Why not samurai? Have one slice off every hanging chin, and the gut of every male in his 4th trimester. We could weigh what he trimmed, see if could off a full ton.
And the horrific arms on the women. Stephen King couldn't do them justice. They might have been stuffed with cottage cheese. When the arms moved the result was a grotesque kind of time lapse movie. When a woman moved her arm, the fat on it took a fraction of a second to catch up.
200 people were at my class reunion. I wondered what the over under was, on the number of people that could run a mile without dropping dead. Pity the paramedics that had to lift them onto the gurney.
To me, the most amazing thing about America today is that people aren't even embarrassed about being fat anymore. I remember that distant ancient time when fat people at least tried to be discrete and cover themselves up a bit. Not today in the land of the land walrus. Today the fat let it all hang out, wearing spandex and tank tops and miniskirts, inviting everyone to butter the muffin top as it were. Where in the freaking hell did people's sense of dignity run off to?

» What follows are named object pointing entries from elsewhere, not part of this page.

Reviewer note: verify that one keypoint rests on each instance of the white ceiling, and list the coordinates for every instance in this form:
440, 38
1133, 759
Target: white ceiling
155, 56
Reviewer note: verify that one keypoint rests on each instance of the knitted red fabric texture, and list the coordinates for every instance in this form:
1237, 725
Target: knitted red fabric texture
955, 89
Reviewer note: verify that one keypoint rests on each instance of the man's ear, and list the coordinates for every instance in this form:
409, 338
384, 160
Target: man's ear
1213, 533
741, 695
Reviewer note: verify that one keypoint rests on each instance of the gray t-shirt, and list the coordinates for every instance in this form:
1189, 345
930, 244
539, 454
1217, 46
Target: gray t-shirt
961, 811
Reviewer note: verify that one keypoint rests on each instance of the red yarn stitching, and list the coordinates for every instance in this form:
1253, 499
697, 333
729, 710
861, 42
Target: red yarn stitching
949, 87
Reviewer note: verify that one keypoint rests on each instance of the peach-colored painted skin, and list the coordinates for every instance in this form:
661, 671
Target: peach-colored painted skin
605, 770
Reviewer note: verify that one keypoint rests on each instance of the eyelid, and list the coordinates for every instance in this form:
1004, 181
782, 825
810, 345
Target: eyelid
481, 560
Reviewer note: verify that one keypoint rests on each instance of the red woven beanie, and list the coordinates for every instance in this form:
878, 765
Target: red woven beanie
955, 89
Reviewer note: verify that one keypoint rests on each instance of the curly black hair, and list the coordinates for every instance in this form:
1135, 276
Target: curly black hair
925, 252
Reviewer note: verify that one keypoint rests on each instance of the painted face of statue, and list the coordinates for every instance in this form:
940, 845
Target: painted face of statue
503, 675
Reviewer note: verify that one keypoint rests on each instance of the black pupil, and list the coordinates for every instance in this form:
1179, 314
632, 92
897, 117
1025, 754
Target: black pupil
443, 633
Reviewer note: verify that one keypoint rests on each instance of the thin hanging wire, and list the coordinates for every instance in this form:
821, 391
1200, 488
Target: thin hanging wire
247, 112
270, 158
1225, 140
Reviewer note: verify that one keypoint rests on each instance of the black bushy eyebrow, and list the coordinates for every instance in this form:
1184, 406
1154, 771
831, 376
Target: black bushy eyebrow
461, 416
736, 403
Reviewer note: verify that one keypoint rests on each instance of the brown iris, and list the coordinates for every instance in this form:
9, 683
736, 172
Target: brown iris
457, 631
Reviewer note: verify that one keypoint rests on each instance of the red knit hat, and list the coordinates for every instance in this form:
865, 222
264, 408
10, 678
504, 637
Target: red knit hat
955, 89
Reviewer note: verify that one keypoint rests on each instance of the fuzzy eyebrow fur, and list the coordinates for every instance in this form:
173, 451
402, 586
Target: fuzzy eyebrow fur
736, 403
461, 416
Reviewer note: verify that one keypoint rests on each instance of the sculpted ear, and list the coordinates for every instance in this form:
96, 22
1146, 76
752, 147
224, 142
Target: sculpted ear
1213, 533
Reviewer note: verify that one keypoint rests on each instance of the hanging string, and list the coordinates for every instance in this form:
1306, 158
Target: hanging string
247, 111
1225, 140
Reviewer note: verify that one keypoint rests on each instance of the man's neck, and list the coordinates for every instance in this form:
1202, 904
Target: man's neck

Grosse Pointe Blank is one of my favorite movies. In it, Joan Cusack says that she went to a high school reunion and it was as if everyone had swelled. If my classmates had only swelled I'd count myself lucky. At my reunion, it seemed like everyone had shoved a helium hose up their asses. Seeing how my classmates looked in the future truly made me question if the country I used to love has a future.